Kāhuna pule are classified into different groups based on their akua. For example, kāhuna pule of the Moʻo Lono order were priests of the Lono lineage. Activities of this order include the healing and harvesting of crops. The kāhuna pule of the Moʻo Kū order were priests of the Kū lineage. Some of their activities included cultivating crops and constructing heiau. The different orders of kāhuna pule provided a network of skilled spiritual leaders.

 

 


ʻIke nō i ka lā o ka ʻike; 
mana nō i ka lā o ka mana.
Know in the day of knowing;
mana in the day of mana.

(ʻŌlelo Noʻeau #1212)

Mana is spiritual power. Everybody has mana. There are two types of mana—the mana we are born with and the mana we gain throughout life. Mana can be acquired, and mana can also be taken away. 


The Role of Kāhuna in Changing Times

By nature, kāhuna were skilled at anticipating change and adapting to new situations.
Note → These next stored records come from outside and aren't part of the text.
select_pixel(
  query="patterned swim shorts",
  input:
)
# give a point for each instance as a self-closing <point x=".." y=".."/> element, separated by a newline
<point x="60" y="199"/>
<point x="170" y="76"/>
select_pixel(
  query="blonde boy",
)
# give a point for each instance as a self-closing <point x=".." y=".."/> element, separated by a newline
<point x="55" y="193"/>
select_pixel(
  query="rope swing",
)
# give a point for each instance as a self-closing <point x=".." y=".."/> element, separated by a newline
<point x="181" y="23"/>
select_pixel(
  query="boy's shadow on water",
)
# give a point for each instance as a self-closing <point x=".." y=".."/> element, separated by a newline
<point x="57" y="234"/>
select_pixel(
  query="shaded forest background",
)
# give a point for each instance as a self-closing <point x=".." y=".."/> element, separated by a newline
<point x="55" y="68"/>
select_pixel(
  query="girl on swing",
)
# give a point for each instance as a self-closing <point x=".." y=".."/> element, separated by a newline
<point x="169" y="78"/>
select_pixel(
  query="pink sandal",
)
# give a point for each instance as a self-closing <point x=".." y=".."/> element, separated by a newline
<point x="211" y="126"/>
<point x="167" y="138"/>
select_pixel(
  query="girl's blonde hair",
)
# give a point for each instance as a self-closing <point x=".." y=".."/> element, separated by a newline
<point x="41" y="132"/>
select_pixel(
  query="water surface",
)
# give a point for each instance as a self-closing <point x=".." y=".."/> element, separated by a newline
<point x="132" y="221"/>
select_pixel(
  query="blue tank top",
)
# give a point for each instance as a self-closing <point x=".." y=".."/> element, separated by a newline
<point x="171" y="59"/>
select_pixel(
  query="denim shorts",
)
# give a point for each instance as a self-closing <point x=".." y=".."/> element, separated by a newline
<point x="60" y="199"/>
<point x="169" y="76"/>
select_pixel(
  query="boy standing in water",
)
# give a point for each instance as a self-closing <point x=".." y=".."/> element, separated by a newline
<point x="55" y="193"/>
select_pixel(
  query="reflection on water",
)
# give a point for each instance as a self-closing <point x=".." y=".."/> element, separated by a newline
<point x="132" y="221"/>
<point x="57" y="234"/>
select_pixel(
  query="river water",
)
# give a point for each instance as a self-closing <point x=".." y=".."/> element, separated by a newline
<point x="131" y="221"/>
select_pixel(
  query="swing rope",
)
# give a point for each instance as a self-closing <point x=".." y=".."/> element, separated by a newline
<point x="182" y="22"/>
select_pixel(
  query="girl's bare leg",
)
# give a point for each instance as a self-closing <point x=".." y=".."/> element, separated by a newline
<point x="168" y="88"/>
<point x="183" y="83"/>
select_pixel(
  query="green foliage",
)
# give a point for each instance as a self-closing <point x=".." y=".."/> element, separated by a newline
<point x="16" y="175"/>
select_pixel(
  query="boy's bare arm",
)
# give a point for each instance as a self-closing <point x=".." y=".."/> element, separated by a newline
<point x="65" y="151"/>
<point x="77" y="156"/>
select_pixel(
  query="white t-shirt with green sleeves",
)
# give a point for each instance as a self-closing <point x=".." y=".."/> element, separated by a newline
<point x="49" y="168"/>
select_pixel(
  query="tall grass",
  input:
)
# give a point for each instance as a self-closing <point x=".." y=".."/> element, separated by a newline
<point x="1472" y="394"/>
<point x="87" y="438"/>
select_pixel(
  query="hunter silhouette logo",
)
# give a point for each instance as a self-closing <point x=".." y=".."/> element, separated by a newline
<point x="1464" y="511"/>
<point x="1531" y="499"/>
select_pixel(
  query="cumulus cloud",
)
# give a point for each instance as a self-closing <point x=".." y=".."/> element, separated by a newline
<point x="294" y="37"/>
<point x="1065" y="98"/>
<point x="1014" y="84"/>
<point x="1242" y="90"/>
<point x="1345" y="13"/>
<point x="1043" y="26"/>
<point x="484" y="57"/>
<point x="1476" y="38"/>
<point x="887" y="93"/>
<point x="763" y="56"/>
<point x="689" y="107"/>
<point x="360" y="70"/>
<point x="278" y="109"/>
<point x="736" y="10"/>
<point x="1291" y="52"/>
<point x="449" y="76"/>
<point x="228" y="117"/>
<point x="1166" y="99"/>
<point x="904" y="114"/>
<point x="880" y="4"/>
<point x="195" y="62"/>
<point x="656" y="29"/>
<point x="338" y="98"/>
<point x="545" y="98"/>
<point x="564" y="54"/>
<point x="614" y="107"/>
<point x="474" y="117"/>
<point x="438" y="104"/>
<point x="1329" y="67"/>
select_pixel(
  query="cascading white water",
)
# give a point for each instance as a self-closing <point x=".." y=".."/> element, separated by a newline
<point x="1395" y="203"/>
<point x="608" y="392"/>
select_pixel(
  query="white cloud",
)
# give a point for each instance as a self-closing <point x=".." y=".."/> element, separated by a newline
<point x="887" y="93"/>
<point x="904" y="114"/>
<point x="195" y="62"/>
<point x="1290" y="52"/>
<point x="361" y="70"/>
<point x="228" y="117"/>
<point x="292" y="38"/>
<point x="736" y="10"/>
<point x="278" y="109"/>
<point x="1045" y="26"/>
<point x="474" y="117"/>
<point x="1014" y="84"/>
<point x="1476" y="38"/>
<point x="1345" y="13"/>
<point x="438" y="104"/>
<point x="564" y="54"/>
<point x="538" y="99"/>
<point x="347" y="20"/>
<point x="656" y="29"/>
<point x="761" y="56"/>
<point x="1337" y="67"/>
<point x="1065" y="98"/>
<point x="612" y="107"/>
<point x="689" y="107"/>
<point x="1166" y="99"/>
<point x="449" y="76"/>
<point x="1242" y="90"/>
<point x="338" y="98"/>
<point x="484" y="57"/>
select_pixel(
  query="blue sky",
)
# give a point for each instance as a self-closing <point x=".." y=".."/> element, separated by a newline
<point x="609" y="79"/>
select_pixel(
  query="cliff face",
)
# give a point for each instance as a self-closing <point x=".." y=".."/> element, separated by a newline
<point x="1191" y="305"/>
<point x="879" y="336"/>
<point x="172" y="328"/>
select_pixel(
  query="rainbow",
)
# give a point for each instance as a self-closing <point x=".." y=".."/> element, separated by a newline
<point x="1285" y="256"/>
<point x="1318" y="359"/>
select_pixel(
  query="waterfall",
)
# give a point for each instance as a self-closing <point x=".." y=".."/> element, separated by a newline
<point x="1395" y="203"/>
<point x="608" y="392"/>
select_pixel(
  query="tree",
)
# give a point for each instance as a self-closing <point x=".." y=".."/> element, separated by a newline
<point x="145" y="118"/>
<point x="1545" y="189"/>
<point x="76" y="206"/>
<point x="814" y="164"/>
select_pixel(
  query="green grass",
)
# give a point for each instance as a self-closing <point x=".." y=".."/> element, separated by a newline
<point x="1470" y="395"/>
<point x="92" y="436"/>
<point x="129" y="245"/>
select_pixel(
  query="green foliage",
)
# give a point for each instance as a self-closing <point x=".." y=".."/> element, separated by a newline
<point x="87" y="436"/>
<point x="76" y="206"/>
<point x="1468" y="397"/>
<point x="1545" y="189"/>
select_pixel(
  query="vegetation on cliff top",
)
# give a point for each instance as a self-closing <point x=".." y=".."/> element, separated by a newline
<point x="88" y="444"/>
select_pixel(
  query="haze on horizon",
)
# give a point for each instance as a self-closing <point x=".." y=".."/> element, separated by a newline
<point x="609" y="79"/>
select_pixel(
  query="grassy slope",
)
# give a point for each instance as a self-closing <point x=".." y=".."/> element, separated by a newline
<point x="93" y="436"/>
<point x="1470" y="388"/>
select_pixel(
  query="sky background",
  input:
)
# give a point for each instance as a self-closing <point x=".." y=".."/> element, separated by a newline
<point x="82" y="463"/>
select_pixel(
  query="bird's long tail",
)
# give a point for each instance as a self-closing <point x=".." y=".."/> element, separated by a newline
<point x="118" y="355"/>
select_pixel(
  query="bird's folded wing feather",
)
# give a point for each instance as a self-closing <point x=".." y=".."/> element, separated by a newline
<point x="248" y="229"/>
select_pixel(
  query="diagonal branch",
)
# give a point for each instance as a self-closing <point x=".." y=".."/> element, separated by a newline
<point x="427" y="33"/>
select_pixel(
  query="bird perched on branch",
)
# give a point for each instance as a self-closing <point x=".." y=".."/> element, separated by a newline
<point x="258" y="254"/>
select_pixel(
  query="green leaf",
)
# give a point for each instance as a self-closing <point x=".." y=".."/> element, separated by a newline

Western contact, however, dramatically changed the role of kāhuna. Foreigners brought new diseases and a new god who, perhaps, could cure their diseases. With the new religion came new advisers and experts. Many of the traditional akua, kāhuna pule, and spiritual practices were dismissed and replaced. Traditional places of worship were brought down.

In 1845, doctors and dentists were called kahuna. Their businesses appealed to people who would have gone to kāhuna lāʻau lapaʻau and other traditional healers. In 1868, an act was passed to create a Hawaiian Board of Health. This board licensed Hawaiian practitioners. It also required a written record of all treatments. Kāhuna quickly became constrained to practice new methods that often clashed with their traditional training and sensibilities.

Today, ʻŌiwi are reconnecting to our spiritual past. We are singing the songs of our ancestors. We are praying the old prayers. We are taking care of the old places of worship. ʻŌiwi are also creating new songs, new prayers, and establishing new places of worship. There has been a movement to bring back practices such as lāʻau lapaʻau. There has been a reestablishment of some kāhuna orders. As cultural knowledge and practices continue to grow, the role of kāhuna will increase.